Андрей теперь втягивался. Вламывался в процесс, и не оттого, что его хоть сколь-нибудь заботил результат, напротив, здесь он, входя в привычный мир чисел, думал спрятаться, укрыться за их отвлечённой абстракцией, лживой точностью, сомнительной объективностью. Самотёсов давно уже осознал, даже проникся, что цифры по отдельности, в своём строго нарастающем ряду могли точно зацифровать, пришить к сознанию то или иное явление, однако превращаясь в числа, а тем паче слагаясь в отвлечённые формулы, несли с собою такую же субъективность, болтливость, приблизительность, а, порой, и фальшивую демагогию, что и человеческая речь. Лишь столь же великий, сколь и начётнически недооценённый в хрестоматиях поэт как Фёдор Тютчев мог с гениальной откровенностью сознаться, что мысль изречённая есть ложь. Молодая же секта теоретических физиков, отставших во времени от пиитов, как мусульманство – от Благой Вести, выдвигало тоталитарных, склонных к квазинаучному терроризму, гениев, не способных ещё на покаяние в своей изречённой в числах лжи.

Андрей хохотал, листая тома Ландау или же продираясь сквозь дерзкие ухищрения Эйнштейна. Он изумлённо восхищался той поистине раблезианской пышностью сарказма, которой они топтались по скромной ньютоновской физике. Мюнхгаузен, однажды смотавшийся на пушечном ядре к Луне, выглядел дремучим простаком по сравнению с Эйнштейном: тот, вывалив дерзко чуть не на плечо язык, порхал по искривлённой им Вселенной с тупиковой скоростью света.

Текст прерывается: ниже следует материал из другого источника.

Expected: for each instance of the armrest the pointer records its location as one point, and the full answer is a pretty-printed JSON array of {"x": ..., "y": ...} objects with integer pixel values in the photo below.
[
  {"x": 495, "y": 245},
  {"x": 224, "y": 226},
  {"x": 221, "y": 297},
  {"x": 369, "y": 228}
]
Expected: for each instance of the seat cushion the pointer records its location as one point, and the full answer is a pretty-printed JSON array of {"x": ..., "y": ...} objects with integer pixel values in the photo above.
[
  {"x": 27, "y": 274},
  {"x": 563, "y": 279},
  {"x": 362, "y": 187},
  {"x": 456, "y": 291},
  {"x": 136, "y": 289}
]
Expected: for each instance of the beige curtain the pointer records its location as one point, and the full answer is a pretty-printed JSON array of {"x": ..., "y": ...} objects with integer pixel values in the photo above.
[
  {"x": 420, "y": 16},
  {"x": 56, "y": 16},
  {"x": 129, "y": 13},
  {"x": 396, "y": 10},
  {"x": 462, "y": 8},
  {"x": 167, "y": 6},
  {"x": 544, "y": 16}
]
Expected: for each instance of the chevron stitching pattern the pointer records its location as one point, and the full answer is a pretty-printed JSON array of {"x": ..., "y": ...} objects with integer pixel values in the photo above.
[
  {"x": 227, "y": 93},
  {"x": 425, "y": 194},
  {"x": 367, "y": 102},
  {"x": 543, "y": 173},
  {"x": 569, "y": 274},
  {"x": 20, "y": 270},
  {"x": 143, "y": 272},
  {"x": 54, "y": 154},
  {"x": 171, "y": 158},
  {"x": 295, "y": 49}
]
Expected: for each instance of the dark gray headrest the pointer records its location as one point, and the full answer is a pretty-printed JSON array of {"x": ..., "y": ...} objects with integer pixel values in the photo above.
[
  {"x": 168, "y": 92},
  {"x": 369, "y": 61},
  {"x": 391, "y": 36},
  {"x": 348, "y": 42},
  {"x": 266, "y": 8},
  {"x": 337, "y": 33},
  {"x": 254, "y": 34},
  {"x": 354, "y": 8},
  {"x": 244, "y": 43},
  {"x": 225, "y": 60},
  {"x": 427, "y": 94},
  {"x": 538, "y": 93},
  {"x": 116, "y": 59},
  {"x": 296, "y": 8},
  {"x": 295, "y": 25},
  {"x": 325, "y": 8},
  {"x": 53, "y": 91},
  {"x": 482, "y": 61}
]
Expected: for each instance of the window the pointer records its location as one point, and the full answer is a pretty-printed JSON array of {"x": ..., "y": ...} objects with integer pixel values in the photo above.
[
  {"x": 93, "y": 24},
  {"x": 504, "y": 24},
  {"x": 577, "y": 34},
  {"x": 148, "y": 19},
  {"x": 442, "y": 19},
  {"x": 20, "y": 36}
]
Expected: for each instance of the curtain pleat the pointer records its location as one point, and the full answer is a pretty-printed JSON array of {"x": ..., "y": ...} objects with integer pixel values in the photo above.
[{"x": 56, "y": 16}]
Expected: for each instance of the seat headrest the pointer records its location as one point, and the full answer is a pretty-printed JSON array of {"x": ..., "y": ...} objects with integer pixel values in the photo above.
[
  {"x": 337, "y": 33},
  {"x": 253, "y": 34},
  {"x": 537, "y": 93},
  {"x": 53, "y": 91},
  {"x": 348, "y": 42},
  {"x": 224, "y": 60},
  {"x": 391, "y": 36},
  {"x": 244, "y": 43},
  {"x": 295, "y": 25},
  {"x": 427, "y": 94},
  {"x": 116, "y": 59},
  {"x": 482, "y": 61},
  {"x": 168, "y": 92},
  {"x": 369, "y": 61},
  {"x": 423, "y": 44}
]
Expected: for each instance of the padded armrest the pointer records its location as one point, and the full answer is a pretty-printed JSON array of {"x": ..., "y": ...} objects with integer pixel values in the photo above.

И вот уже чуть ли не целый век физические пролетарии всех стран совершали намаз в сторону священного Берна, где зарождалась теория научной относительности. «Иншальберт!» – неслось с востока, «Востину Эйнштейн!» – подхватывали православные.

То было грандиозное протестантское шоу, основанное на истой вере, со своим ветхим (исааковским) и новым (альбертовским) заветами. И нет в том беды, что работал пока только ветхий физзавет, нагорная альпийская проповедь, звучавшая как «Е=mc>2», сулила гораздо больше царства небесного. В отличие от Христа, накормившего пятью хлебами жалких пять тысяч иудеев, Альберт одним неудобоваримым, плохо пропечённым кирпичом насыщает уже не одно поколение, сотни и сотни тысяч теоретических физиков. На самом деле я «и есть хлеб, жизнь приносящий!» – вот кому он показывал свой язык.

Всё это действо прозывалось между тем наукой, и не так запросто, а пышно – академической. Андрей умел манипулировать цифрами не хуже ковёрного жонглёра, он схватывал идею на корню и мог математически безупречно оформить любую физическую блажь. Однако блажь, сколь бы дерзновенно и новаторски она ни выглядела, оставалась блажью в стиле мюнхгаузеновских приколов, загромождая, зашоривая исконно доверчивому к манипуляторам человечеству горизонт баррикадами нобелевских премий. Реальные же задачи в эпоху компьютеров решались настолько быстро, сколь много имелось в распоряжении пользователя мегабайт.